After thousands of years of use by the Polynesians and decades of research in Europe and the U.S., the traditional use of kava root has never been found to have any addictive or permanent adverse effects. Users do not develop a tolerance. While small doses of kava have been shown to slightly improve memory and cognition, large amounts at one time have been shown to cause intoxication. In Utah, California, and Hawaii there have been cases where people were charged with driving under the influence of alcohol after drinking a significant amount of kava (eight cups or more) although some of them were acquitted due to the laws not being broad enough to cover kava consumption.
Kava is used for medicinal, religious, political, cultural and social purposes throughout the Pacific. These cultures have a great respect for the plant and place a high importance on it. It is used primarily at social gatherings to increase amiability and to relax after work. It has great religious significance, being used to obtain inspiration. Among some fundamentalist Christian sects in the Western Pacific, the drink has been demonized and seen as a vice, and young members of these religions often reject its traditional use. However, among most mainline Christians denominations, i.e. the Roman Catholic, Methodist, and Anglican churches, kava drinking is encouraged as it replaces the greater danger of alcohol.
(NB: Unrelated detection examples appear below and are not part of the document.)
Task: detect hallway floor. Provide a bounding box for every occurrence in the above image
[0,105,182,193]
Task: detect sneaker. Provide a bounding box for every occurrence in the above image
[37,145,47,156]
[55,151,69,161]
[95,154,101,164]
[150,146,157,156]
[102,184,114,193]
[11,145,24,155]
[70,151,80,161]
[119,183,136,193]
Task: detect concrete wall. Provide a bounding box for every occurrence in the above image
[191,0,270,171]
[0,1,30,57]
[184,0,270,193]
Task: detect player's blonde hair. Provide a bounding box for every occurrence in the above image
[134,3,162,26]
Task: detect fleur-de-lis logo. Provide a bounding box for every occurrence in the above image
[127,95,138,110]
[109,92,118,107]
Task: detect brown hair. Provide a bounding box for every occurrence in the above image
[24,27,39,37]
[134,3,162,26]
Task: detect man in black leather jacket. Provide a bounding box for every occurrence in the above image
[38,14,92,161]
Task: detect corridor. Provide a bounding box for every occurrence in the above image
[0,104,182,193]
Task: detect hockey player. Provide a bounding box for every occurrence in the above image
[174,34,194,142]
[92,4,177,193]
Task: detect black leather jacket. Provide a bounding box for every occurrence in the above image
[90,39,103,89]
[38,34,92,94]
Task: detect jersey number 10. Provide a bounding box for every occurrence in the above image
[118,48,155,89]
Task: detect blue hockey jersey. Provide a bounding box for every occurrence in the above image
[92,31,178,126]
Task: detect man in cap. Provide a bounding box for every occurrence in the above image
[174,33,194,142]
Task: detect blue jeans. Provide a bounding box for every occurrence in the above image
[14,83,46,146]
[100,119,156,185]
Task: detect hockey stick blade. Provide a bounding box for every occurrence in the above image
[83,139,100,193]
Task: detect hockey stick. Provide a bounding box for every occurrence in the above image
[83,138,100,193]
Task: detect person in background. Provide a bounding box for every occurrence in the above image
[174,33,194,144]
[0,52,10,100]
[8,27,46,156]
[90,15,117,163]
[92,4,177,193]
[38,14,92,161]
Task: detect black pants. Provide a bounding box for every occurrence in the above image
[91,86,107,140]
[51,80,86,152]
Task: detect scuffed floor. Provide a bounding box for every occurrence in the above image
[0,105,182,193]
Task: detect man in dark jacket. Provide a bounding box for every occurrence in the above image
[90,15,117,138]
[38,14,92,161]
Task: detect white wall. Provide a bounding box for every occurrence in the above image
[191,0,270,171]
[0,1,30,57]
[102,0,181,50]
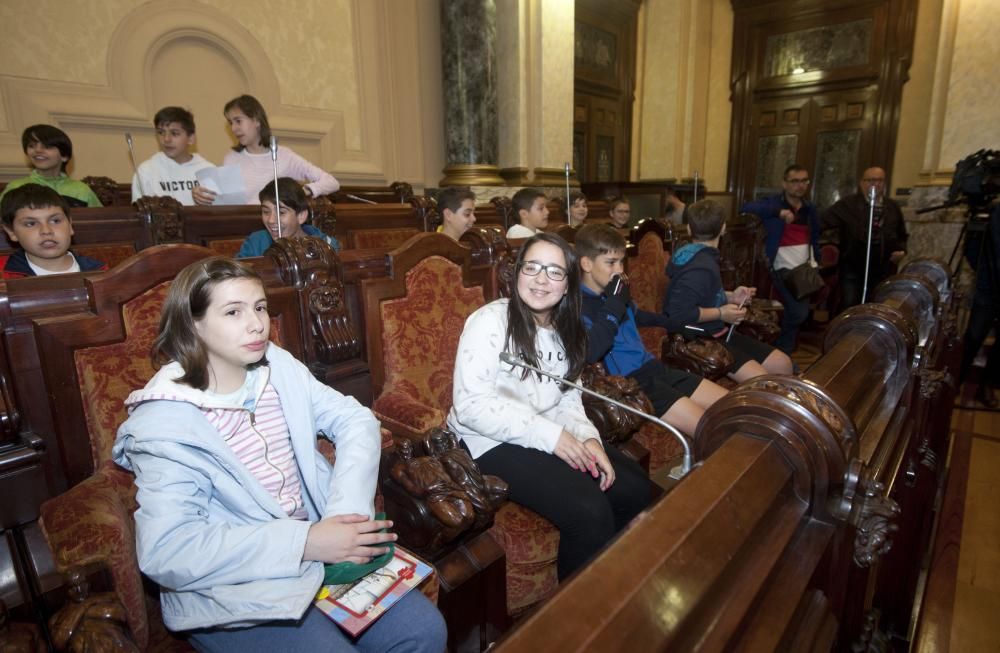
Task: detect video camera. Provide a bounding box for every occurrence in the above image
[948,150,1000,217]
Botany and agronomyThere are several cultivars of kava, with varying concentrations of primary and secondary psychoactive substances. The largest number are grown in the Republic of Vanuatu, and so it is recognised as the "home" of kava. Kava was historically grown only in the Pacific islands of Hawaii, Federated States of Micronesia, Vanuatu, Fiji, the Samoas and Tonga. Some is grown in the Solomon Islands since World War II, but most is imported. Kava is a cash crop in Vanuatu and Fiji.
The kava shrub thrives in loose, well-drained soils where plenty of air reaches the roots. It grows naturally where rainfall is plentiful (over 2,000 mm/yr). Ideal growing conditions are 20 to 35 degrees Celsius (70 to 95 °F), and 70–100% relative humidity. Too much sunlight is harmful, especially in early growth, so kava is an understory crop.
Kava cannot reproduce sexually. Female flowers are especially rare and do not produce fruit even when hand-pollinated. Its propagation is entirely due to human efforts by the method of striking.
Traditionally, plants are harvested around 4 years of age, as older plants have higher concentrations of kavalactones. But in the past two decades farmers have been harvesting younger and younger plants, as young as 18 months. After reaching about 2 m height, plants grow a wider stalk and additional stalks, but not much taller. The roots can reach 60 cm depth.
Strains and originsOne of the most potent strains is called "Isa" in Papua New Guinea, and also called "Tuday" in Hawaii. In Vanuatu it is considered a type of "Tudei" kava, pronounced as "two-day" because it is said to have effects lasting two days due to it's chemical profile being high in the kavalactone dihydromethysticin. The plant itself is a strong, very hardy, fast-growing variety with multiple light to dark green stems covered with raised dark spots.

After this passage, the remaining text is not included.